Estamos, assim, perante um conjunto de propósitos e compromissos do Governo que não passam disso

mesmo, de propósitos ou promessas, porque a realidade tem-nos mostrado exatamente o inverso. Este

Governo não tem feito nada daquilo que prometeu nesta matéria; pelo contrário, tem contribuído para piorar a

situação.

Segundo algumas estruturas sindicais, têm vindo a ser eliminados horários, não foram substituídos

professores e houve professores que não foram colocados por eliminação do concurso, o que levou a uma

redução de cerca de 100 professores e a 100 000 alunos sem aulas.

Veja-se o que passou na Suíça: o Governo não procedeu à substituição de professores, o que deixou, só

no último ano letivo, mais de 800 alunos dos cursos de língua e cultura portuguesas sem aulas. E o que está a

passar-se na Suíça é apenas um exemplo daquilo que está a passar-se em muitos países pelo mundo fora.

Na Bélgica, a redução dos horários de ensino do Português levou ao encerramento de turmas, o que fez

com que muitos lusodescendentes deixassem de ter direito a aprender a língua e a cultura portuguesas.

De todo o lado, chegam notícias de professores sem horário e outros com horários incompletos.

Ora, para dar a machadada final, no Programa do Governo, nesta matéria, faltava apenas aquilo que nunca

se viu, ou seja, impor o pagamento de propinas pela frequência dos cursos de português no estrangeiro.

Em síntese, podemos dizer que esta medida do Governo, para além de constituir o elemento que vai

afastar as pessoas da aprendizagem da nossa língua, promove ainda uma grave discriminação para os

portugueses residentes no estrangeiro, face à natureza gratuita dos ensinos básico e secundário no nosso

País.

Portanto, Sr.ª Deputada Maria João Ávila, o que é absurdo não é a apresentação desta apreciação

parlamentar; o que é absurdo é a imposição do pagamento de propinas para a frequência dos cursos de

português no estrangeiro.

A Sr.ª Rita Rato (PCP): — Exatamente!

O Sr. José Luís Ferreira (Os Verdes): — A terminar, direi que Os Verdes entendem que é imperioso

investir a sério no ensino e na promoção da nossa língua e da nossa cultura no estrangeiro, mas também é

necessário respeitar a Constituição e os direitos dos portugueses que se encontram espalhados pelo mundo.

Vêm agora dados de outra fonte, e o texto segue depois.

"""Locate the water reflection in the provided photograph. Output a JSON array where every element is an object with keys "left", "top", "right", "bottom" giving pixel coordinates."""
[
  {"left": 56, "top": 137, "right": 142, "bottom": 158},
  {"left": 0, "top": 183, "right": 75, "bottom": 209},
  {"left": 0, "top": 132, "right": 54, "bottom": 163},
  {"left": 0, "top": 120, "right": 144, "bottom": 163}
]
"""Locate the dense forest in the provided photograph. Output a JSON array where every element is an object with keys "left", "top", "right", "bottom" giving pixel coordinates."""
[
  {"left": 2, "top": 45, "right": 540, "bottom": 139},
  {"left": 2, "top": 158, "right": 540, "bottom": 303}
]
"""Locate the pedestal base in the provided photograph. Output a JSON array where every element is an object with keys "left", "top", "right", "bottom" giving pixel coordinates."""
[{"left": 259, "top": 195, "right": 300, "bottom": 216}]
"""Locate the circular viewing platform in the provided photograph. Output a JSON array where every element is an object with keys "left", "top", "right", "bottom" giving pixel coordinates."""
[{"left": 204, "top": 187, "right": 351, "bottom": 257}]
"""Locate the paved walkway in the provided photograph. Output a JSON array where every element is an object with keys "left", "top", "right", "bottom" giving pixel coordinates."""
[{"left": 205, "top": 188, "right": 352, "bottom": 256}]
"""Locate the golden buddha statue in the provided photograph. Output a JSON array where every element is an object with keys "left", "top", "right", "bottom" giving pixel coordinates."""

O Sr. João Oliveira (PCP): — Exatamente!

O Sr. José Luís Ferreira (Os Verdes): — Consideramos que o ensino do Português no estrangeiro deve

manter-se gratuito, como sempre foi, porque só assim se promove o uso e a difusão da nossa língua, a língua

portuguesa.

Neste sentido, Os Verdes apresentam uma iniciativa legislativa com vista a proceder à cessação de

vigência do Decreto-Lei n.º 234/2012, de 30 de outubro.

O Sr. Presidente (Ferro Rodrigues): — Para uma intervenção, tem a palavra o Sr. Deputado João Ramos,

do PCP.

O Sr. João Ramos (PCP): — Sr. Presidente, Srs. Deputados, Sr. Secretário de Estado das Comunidades

Portuguesas: Em outubro passado, foi publicado o decreto-lei que introduz a propina no ensino do Português

no estrangeiro e o PCP já apresentou propostas de alteração no âmbito da apreciação parlamentar.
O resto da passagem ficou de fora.